With the TLS hole punched above, the clients do work correctly with plain HTTP. This is status-quo, as the current service also allows non-TLS and most clients are using non-TLS today. I think at this point it's worth taking this route - it will get rcstream moved to standard termination, at which point we can:
- remove its public LVS service
- remove the HTTPS listener on rcs100x
- not renew the cert that's expiring in 13 days.
- open a separate ticket about switching off unencrypted HTTP for rcstream (reverting https://gerrit.wikimedia.org/r/#/c/294346/ ) at a later date after announcements and validation, etc.
What's needed now is some confirmation beyond my manual testing with the sample python and js client code from wikitech. Can someone confirm that real clients work (with local DNS hacks to remap stream.wm.o -> misc-web-lb)?

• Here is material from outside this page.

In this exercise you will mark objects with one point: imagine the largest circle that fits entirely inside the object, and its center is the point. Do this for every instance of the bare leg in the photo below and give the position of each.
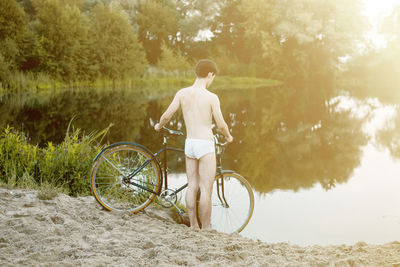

We just tested this via /etc/hosts entry + http://codepen.io/Krinkle/pen/laucI/?editors=0010 and it worked. The implementations that we are familiar with are all based on one of these three clients (node.js, Python, frontend js) so we should be good. The plan of record (per IRC discussion) is for me to announce the change on wikitech-l tomorrow (Thursday, June 16), giving people two days' advance notice, and using the opportunity to remind people to use https. @BBlack will do the actual switch at his convenience.